In addition to generalizing scoring matrices every bit log-odds matrices, Altschul (1991) also showed that log-odds scoring matrices have an associated information content (relative entropy), or score per aligned position ("bits-per-position"). "Bits-per-position" can exist used to estimate the number of aligned residues required to produce a statistically significant score. Shallow scoring matrices (e.g., PAM/VTML 10, PAM/VTML 20, or PAM/VTML forty) take higher information content than deep matrices (BLOSUM62, PAM25), which ways that a shorter alignment (10 - 50 residues) can produce a more statistically significant score. At the same time, shallower matrices tend to produce college identity alignments, because they give college positive scores to identities and more negative scores to replacements (Table one, Fig. ii). For example, if an alignment needs a l-bit score to exist pregnant in a database search (Unit three.1), and the boilerplate fleck score for BLOSUM62 is about 0.4 bits per aligned position (Table ane), then near 50/0.four=125 residues must exist included in the alignment. In dissimilarity, the VT20 matrix provides near 3.three bits per aligned position, so even a fifteen residue alignment tin can be pregnant. Thus, in a large-calibration similarity search that needs a 50 bit score for statistical significance, domains shorter than 125 amino acids, or Deoxyribonucleic acid exons shorter than 375 residues, often would non produce statistically meaning scores with BLOSUM62, the default matrix used by BLAST, while exons shorter than fifty residues tin easily be detected with VT20.

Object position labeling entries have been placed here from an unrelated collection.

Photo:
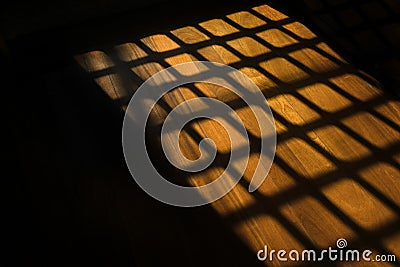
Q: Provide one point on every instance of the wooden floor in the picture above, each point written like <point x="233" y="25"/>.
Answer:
<point x="336" y="173"/>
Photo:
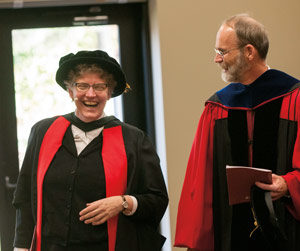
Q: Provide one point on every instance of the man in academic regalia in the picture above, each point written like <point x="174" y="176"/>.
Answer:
<point x="254" y="121"/>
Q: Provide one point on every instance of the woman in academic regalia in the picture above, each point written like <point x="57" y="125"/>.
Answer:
<point x="89" y="181"/>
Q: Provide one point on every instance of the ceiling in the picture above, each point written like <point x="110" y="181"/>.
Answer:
<point x="47" y="3"/>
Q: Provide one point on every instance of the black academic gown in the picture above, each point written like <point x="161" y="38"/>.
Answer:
<point x="144" y="181"/>
<point x="255" y="125"/>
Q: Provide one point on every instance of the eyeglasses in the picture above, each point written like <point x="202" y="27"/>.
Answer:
<point x="223" y="53"/>
<point x="84" y="87"/>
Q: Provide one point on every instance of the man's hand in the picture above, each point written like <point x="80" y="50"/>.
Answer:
<point x="278" y="188"/>
<point x="100" y="211"/>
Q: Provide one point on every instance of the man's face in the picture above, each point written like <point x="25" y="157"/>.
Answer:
<point x="232" y="61"/>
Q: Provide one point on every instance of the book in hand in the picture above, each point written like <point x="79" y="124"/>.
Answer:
<point x="240" y="179"/>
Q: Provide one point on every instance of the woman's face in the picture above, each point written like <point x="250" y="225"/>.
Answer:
<point x="90" y="104"/>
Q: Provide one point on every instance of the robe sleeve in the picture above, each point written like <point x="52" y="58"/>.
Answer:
<point x="293" y="178"/>
<point x="22" y="199"/>
<point x="194" y="227"/>
<point x="151" y="194"/>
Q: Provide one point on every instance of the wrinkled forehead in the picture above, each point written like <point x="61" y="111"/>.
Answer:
<point x="226" y="38"/>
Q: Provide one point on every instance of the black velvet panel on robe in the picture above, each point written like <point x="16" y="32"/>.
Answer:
<point x="233" y="224"/>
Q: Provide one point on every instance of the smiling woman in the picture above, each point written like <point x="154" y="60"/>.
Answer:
<point x="35" y="59"/>
<point x="104" y="174"/>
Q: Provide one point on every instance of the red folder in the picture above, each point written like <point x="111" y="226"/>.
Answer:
<point x="240" y="179"/>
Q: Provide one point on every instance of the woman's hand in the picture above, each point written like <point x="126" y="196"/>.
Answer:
<point x="100" y="211"/>
<point x="278" y="188"/>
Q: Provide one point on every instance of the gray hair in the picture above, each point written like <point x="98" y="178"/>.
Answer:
<point x="249" y="31"/>
<point x="81" y="69"/>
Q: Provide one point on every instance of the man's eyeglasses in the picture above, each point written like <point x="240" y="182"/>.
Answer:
<point x="84" y="87"/>
<point x="223" y="53"/>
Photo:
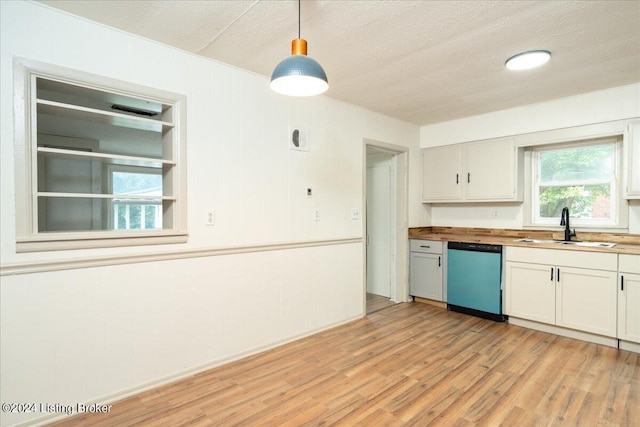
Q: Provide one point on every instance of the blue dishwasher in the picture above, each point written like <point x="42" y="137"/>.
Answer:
<point x="474" y="285"/>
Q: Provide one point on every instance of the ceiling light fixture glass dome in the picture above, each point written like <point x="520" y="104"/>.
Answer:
<point x="528" y="60"/>
<point x="299" y="75"/>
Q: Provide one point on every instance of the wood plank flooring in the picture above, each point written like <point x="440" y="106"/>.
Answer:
<point x="408" y="365"/>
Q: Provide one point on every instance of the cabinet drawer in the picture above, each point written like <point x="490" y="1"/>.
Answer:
<point x="426" y="246"/>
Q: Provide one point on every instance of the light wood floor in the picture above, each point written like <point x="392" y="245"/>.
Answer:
<point x="377" y="303"/>
<point x="408" y="365"/>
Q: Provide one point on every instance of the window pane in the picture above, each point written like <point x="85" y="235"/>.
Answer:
<point x="583" y="201"/>
<point x="577" y="164"/>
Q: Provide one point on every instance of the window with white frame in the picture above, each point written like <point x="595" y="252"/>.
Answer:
<point x="100" y="162"/>
<point x="582" y="176"/>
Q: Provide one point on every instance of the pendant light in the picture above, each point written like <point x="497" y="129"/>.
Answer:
<point x="299" y="75"/>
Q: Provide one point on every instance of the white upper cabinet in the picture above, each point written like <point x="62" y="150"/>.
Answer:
<point x="632" y="136"/>
<point x="441" y="174"/>
<point x="484" y="171"/>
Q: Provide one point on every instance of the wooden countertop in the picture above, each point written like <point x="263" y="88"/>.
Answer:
<point x="625" y="243"/>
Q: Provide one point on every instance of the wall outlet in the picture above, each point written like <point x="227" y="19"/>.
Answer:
<point x="210" y="218"/>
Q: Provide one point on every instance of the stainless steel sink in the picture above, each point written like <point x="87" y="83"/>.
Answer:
<point x="534" y="241"/>
<point x="570" y="243"/>
<point x="589" y="244"/>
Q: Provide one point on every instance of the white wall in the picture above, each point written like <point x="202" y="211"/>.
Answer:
<point x="81" y="334"/>
<point x="590" y="108"/>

An external file that holds a picture, illustration, etc. Object name is nihms-533669-f0002.jpg

Comparison of a "shallow" (VTML xx) and "deep" (BLOSUM62) scoring matrix

Both matrices are scaled in 1/2-bits. For the small part of the matrices shown hither, the VTML20 matrix produces an average ii.lxxx half-flake identity score, and an average −0.59 non-identical score (weighted by amino-acrid affluence). In dissimilarity, BLOSUM62 produces 1.86 for identities only only −0.06 for non-identities. Thus, VTML20 targets shorter, college-identity alignments, because it penalizes non-identities much more than strongly.

"Shallow" scoring matrices accept more data content because they give more positive scores to identities and more negative scores to not-identical replacements past varying the q_i,j term in the log-odds matrices (the p_ip_j values practise not depend on evolutionary distance). From the evolutionary perspective, sequences that have diverged for less time, e.g., 10 – 20% modify, will have more identical residues and fewer replacements simply considering at that place has been less time for the sequences to change. Alternatively, sequences that take less than 25% identity because of a large amount of change will have many fewer identities and many more conservative replacements (PAM200 sequences will be less than 25% identical, on average). The numerical ground for this deviation can exist seen in Fig. 2, which compares parts of a "shallow" (VTML xx) and "deep" (BLOSUM62) matrix. Thus, in improver to differing in data content, scoring matrices have range of target percent identities and alignment lengths (Table i). Shallower scoring matrices produce shorter, more identical alignments, considering they give more negative scores to not-identical aligned residues. "Deeper" scoring matrices produce longer alignments with lower percentage identities considering the punishment for a mismatch is much lower and more conservative non-identities get positive scores.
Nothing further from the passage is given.